Similarly, the Washington Post’s Jerry Knight told us late Monday that “Investors who had counted on Christmas cheer from the stock market are getting heartburn” from the retail sector’s performance. As evidence that retailers are having a bad year, the Post attempts to pass off the following: Some of the big chains are offering discounts and “Macy’s announced plans to keep its east coast stores open until midnight — always a sign that sales aren’t too good.”
A sign to whom? Our best guess after reading this story is that it’s a sign to journalists looking for signs. No doubt, this search was assisted by “investors” (read: day-traders) who, like so many tribal shamans, are always divining significance from seemingly insignificant activities and events. Either way, one would hope that business journalists would check a few facts before spouting nasty prognostications based on Wall Street’s latest rain dance.
As it turns out, several reports this morning seemed to suggest that retailers are posting holiday sales that are more than acceptable. Reuters, for example, reported that “U.S. chain store sales rose solidly in the latest week as consumers appeared to come out in force doing last-minute shopping before the Christmas holiday.” According to the piece, the International Council of Shopping Centers and UBS Securities LLC reported that sales were up 2.4 percent for the week ending December 17. What’s more, Reuters noted, “compared with the same week a year ago, sales were up 3.9 percent, after a 3.2 percent rise in the prior week.” The Associated Press, meanwhile, reported this morning that although “retailers are expected to increase discounting in the final days before Christmas,” a study by ShopperTrak RCT Corp. found that sales had surged 16.9 percent for the week ended December 17, compared to the prior week.

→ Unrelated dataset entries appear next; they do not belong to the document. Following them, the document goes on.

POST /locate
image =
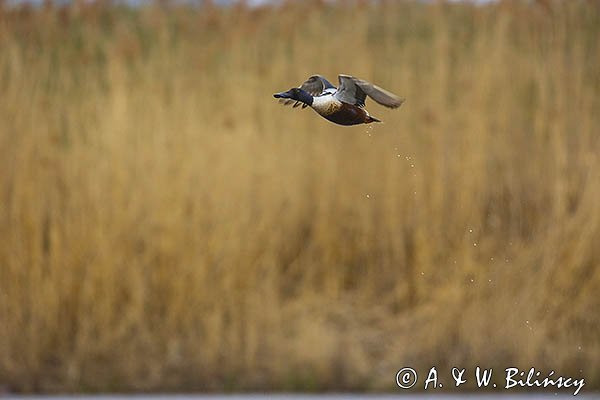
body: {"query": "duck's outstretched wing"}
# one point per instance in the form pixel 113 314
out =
pixel 315 85
pixel 355 91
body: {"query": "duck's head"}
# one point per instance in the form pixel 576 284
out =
pixel 295 94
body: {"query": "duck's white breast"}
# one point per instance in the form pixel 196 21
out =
pixel 326 104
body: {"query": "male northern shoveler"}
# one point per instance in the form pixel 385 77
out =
pixel 344 105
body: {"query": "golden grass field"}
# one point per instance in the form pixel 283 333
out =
pixel 166 225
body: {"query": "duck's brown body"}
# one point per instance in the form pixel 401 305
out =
pixel 343 105
pixel 349 114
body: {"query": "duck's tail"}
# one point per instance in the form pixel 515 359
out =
pixel 371 119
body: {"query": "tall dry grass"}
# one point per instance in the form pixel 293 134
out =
pixel 166 225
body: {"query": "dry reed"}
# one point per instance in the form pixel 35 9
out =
pixel 166 225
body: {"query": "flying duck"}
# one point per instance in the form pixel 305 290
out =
pixel 344 105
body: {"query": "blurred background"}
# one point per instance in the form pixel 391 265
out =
pixel 165 225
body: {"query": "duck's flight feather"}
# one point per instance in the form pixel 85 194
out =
pixel 355 91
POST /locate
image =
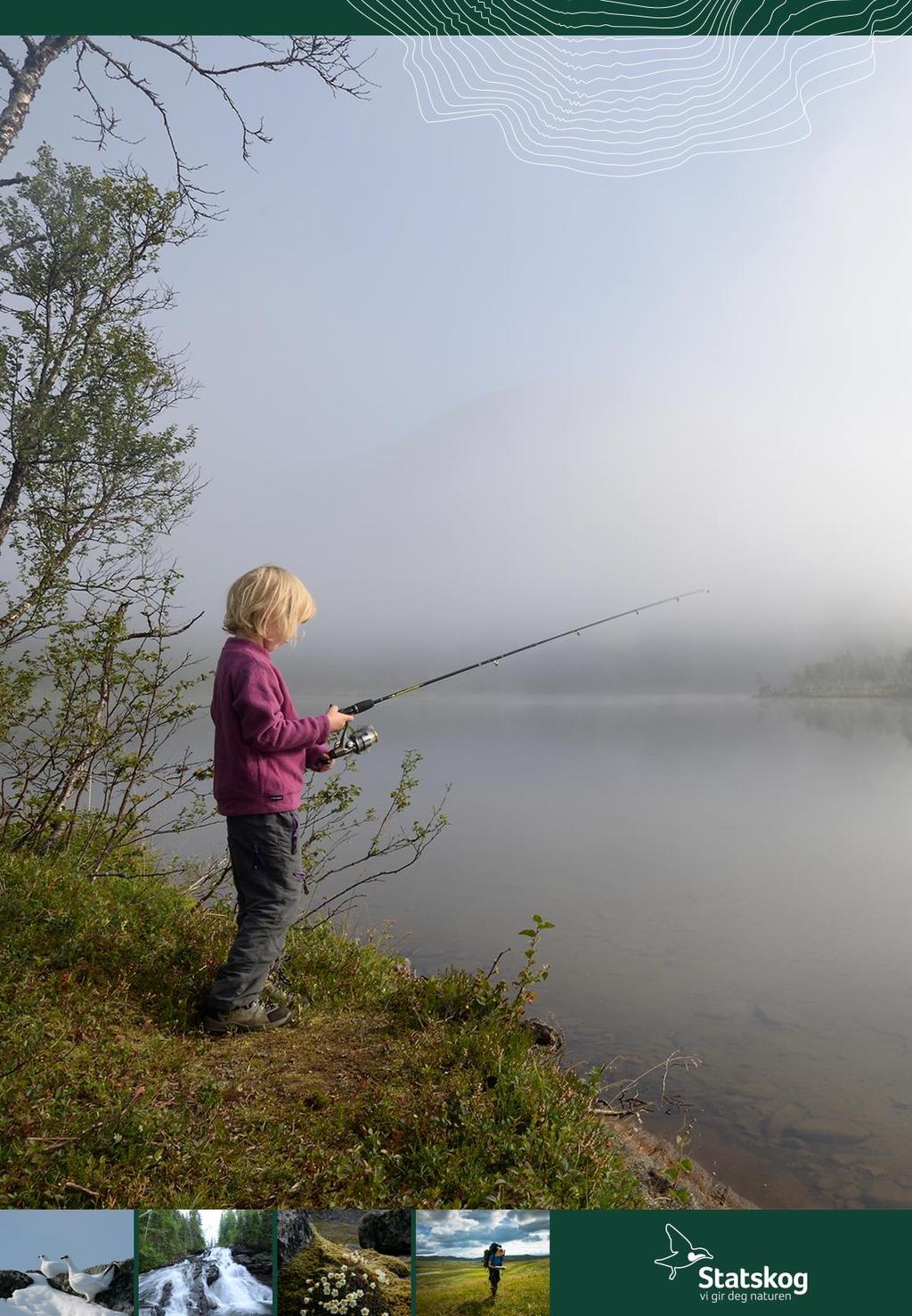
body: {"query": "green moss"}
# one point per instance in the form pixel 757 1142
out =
pixel 388 1090
pixel 300 1288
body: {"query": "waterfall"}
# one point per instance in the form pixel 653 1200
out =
pixel 214 1282
pixel 236 1287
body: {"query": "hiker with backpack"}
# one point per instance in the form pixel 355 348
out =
pixel 493 1260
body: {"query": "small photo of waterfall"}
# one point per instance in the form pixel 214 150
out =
pixel 66 1263
pixel 206 1263
pixel 345 1263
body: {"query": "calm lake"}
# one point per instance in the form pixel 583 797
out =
pixel 729 878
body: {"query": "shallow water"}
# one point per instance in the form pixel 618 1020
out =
pixel 729 878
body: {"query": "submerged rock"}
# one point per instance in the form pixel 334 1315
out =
pixel 544 1034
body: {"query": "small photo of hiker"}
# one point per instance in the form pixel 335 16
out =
pixel 471 1261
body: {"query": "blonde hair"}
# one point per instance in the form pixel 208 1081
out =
pixel 267 601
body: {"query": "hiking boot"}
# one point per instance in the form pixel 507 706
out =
pixel 248 1018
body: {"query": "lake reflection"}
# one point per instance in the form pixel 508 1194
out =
pixel 727 875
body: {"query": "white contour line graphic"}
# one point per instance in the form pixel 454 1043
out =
pixel 627 107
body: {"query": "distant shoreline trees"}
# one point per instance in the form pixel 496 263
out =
pixel 848 675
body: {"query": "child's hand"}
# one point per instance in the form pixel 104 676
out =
pixel 336 719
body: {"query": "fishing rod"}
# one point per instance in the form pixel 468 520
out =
pixel 360 739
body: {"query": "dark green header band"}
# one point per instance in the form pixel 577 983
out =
pixel 482 17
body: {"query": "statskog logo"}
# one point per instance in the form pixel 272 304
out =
pixel 735 1285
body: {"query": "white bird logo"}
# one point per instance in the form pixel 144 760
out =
pixel 680 1247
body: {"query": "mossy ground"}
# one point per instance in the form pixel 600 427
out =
pixel 388 1090
pixel 390 1277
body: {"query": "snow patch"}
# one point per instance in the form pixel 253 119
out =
pixel 40 1299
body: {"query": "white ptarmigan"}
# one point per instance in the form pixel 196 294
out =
pixel 88 1286
pixel 52 1269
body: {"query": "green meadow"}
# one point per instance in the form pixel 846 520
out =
pixel 453 1286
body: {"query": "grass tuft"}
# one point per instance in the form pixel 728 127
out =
pixel 388 1089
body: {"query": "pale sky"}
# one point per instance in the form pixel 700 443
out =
pixel 470 400
pixel 88 1238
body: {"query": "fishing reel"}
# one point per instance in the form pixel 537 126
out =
pixel 353 740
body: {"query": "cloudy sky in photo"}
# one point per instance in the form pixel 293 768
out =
pixel 468 1233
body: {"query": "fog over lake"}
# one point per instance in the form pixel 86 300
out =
pixel 473 402
pixel 728 878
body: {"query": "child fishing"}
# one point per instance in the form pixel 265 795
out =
pixel 262 749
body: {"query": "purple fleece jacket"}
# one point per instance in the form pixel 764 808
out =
pixel 262 747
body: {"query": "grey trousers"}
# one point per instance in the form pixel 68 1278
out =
pixel 270 885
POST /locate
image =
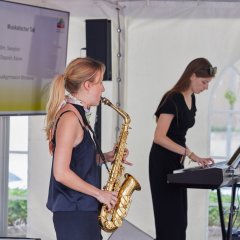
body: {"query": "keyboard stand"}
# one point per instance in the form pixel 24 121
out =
pixel 227 234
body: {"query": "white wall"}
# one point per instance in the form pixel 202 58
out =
pixel 161 38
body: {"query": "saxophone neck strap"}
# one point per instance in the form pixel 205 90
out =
pixel 82 112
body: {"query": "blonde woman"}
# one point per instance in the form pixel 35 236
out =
pixel 74 191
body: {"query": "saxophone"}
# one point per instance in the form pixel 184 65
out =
pixel 110 220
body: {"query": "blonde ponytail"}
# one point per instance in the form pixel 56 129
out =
pixel 56 97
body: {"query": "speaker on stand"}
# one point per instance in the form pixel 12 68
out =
pixel 98 46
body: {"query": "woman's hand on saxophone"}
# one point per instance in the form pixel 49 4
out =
pixel 108 198
pixel 110 156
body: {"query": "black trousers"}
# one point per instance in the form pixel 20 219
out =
pixel 77 225
pixel 169 201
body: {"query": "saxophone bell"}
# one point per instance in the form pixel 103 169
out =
pixel 110 221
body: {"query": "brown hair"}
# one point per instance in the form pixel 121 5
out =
pixel 77 72
pixel 200 66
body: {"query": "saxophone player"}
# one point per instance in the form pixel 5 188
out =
pixel 74 189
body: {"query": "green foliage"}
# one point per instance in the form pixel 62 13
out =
pixel 213 217
pixel 17 206
pixel 231 97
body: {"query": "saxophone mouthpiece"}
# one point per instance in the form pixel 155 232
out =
pixel 105 101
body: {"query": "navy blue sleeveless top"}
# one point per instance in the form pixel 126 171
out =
pixel 83 163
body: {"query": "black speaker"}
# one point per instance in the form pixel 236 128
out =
pixel 98 43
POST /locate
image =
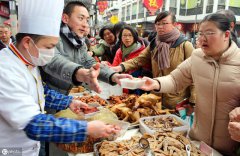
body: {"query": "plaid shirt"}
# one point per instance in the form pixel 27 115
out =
pixel 45 127
pixel 56 100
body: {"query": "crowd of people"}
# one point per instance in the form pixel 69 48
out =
pixel 51 54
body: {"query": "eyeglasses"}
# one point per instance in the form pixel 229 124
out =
pixel 162 24
pixel 125 36
pixel 205 34
pixel 83 19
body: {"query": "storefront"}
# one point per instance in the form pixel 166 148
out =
pixel 4 12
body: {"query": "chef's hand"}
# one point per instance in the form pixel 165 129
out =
pixel 105 63
pixel 150 84
pixel 77 106
pixel 98 129
pixel 116 77
pixel 117 69
pixel 234 130
pixel 234 115
pixel 89 76
pixel 90 53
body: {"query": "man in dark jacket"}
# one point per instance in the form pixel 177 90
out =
pixel 71 63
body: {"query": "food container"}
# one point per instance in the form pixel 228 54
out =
pixel 124 127
pixel 94 105
pixel 132 83
pixel 145 129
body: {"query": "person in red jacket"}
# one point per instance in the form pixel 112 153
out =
pixel 131 46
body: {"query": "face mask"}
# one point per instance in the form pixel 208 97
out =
pixel 44 56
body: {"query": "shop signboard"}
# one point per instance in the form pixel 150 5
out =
pixel 153 5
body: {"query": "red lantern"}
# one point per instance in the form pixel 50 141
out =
pixel 102 5
pixel 152 5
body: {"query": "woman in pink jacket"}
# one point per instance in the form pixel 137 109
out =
pixel 214 69
pixel 131 46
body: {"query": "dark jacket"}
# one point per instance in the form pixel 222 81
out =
pixel 59 74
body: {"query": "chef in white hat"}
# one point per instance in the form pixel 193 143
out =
pixel 22 119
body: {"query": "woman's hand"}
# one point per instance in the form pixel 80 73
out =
pixel 98 129
pixel 150 84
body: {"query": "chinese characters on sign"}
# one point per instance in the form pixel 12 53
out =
pixel 4 11
pixel 153 5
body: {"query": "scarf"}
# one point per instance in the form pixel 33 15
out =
pixel 71 36
pixel 127 50
pixel 164 42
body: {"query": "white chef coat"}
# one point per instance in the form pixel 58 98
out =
pixel 19 102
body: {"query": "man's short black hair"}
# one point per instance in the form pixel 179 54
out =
pixel 68 9
pixel 35 38
pixel 133 32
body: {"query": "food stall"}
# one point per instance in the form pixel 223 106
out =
pixel 141 118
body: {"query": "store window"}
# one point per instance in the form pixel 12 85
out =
pixel 134 10
pixel 209 6
pixel 128 13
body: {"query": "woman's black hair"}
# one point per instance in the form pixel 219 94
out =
pixel 133 32
pixel 221 21
pixel 146 33
pixel 119 26
pixel 164 14
pixel 107 27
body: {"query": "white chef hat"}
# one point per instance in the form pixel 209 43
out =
pixel 40 17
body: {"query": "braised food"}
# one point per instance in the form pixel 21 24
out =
pixel 162 144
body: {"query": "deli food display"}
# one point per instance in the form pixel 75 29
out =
pixel 161 143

In addition, sales were up 2.1 percent over the same period a year ago.
And then Bloomberg, which yesterday reported that investors were predicting doom for the retail sector, followed up today with a story noting that retailers’ online sales have been strong, rising a full 23 percent — to $15.9 billion, from $12.9 billion last year — during the period from November 1 through December 16.
Paul McLeary is senior editor of Defense Technology International magazine, and is a former CJR staffer.
Now that’s a trend — one that can be read from tangible numbers. It deserves a lot more attention than the twitching of a few nervous stock whizzes.